Games And Mental Health
Video games, movies, and the media have been portraying mental health the wrong way for many years. “We aren’t being encouraged to understand and empathize with mental illness, we’re being taught by pop culture to fear it.”(Lindsey) This point is further driven after the Texas church shooting where Donald Trump said that the shooting was a result of a mental health problem and not US gun laws. This is all people hear on the news which brings people to fear mental health. The shooter displayed many signs of having a mental health problem. For whatever the reason may be, he obviously did not get the help he needed. This could be partly because of the curing metal health has been portrayed through movies games and music videos.
Everyone has seen videos of electric shock treatment that was once used. This would put fear into anyone who was seeking help back then. The music video by Lil Boosie Mind of a Maniac where Lil Boosie is in a padded room with his arms tied behind his back with a bite collar on is frightening to someone like me who is very claustrophobic. The show Gotham has a place called Arkham Asylum where you see all the mentally ill criminals go. Dr. Strange the person running the Asylum made them into “freaks” as the show calls them where he would brain wash and give them powers to do evil. Games have creepy and bloody run down establishments that are used to represent the place where the horrifying mentally ill character is lurking around trying to kill you.

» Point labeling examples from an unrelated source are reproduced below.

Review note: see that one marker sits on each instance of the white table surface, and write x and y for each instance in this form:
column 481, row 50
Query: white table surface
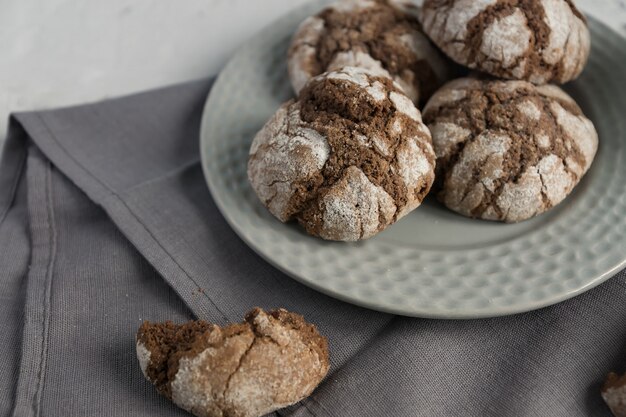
column 61, row 52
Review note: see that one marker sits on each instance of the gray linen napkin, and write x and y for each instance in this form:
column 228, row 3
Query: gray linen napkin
column 105, row 220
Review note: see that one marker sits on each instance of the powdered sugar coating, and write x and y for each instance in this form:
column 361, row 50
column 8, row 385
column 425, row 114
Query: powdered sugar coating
column 536, row 40
column 506, row 40
column 304, row 59
column 508, row 150
column 143, row 355
column 353, row 205
column 283, row 153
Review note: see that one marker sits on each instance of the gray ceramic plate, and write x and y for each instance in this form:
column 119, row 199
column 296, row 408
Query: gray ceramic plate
column 433, row 263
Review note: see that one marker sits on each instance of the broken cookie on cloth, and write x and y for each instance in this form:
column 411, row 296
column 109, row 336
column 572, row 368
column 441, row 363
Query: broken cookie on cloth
column 270, row 361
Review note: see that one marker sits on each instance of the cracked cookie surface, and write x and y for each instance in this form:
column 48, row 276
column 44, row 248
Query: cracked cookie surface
column 346, row 160
column 507, row 150
column 271, row 360
column 382, row 36
column 539, row 41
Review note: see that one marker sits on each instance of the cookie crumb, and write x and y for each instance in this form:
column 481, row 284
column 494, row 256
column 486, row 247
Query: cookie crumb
column 614, row 394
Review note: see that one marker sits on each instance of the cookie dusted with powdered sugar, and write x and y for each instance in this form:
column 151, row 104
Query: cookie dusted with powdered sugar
column 507, row 150
column 383, row 36
column 539, row 41
column 346, row 160
column 270, row 361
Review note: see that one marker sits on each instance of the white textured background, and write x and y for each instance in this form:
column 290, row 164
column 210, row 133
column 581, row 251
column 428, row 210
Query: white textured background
column 60, row 52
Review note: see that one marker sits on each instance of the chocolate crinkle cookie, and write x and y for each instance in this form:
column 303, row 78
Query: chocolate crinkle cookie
column 614, row 394
column 507, row 150
column 269, row 361
column 346, row 160
column 539, row 41
column 383, row 36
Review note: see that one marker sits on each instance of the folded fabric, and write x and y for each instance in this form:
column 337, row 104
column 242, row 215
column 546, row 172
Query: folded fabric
column 106, row 220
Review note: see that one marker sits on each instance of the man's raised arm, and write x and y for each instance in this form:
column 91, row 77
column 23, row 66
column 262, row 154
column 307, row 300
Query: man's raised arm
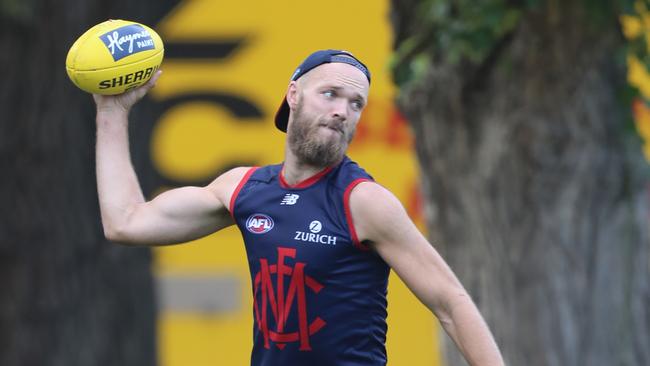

Newer games now have ways of putting mental health in a new light while also giving resources to people who might need help. The game There Are Monsters Under Your Bed is a game where mental illness is not used to create tension with others or create a certain environment but rather show players what it is like to have a mental illness. “The player finds herself locked alone in a room unable to escape as an incredibly apt metaphor for being trapped inside your head as a mental illness sufferer, unable to break out of destructive thought processes.”(Lindsey). Games like this can bring awareness of the difficulties that people suffering with a mental illness go through. This will help bring empathy more then fear.
Video games can also help fight depression. Researchers have found that video games improve parts of the brain that lack while depressed. “
These two regions of the brain, the reward pathways and the hippocampus, are the same two regions that get chronically understimulated, and that even shrink over time, when we’re clinically depressed.”(McGonigal). As long as players are not using the game to escape real life problems, which is an occurring problem today, playing video games can counter act depression. Concentrating on certain benefits that you get while playing the game will make the player feel like their time used playing is rewarding to their real lives.
Lindsey, Patrick. “Gaming’s Favorite Villain Is Mental Illness, and This Needs to Stop.”Polygon, Polygon, 21 July 2014, www.polygon.com/2014/7/21/5923095/mental-health-gaming-silent-hill.
McGonigal, Jane. “How Video Games Can Teach Your Brain to Fight Depression.”Slate Magazine, 9 Nov. 2015, www.slate.com/articles/technology/future_tense/2015/11/how_video_games_can_teach_your_brain_to_fight_depression.html.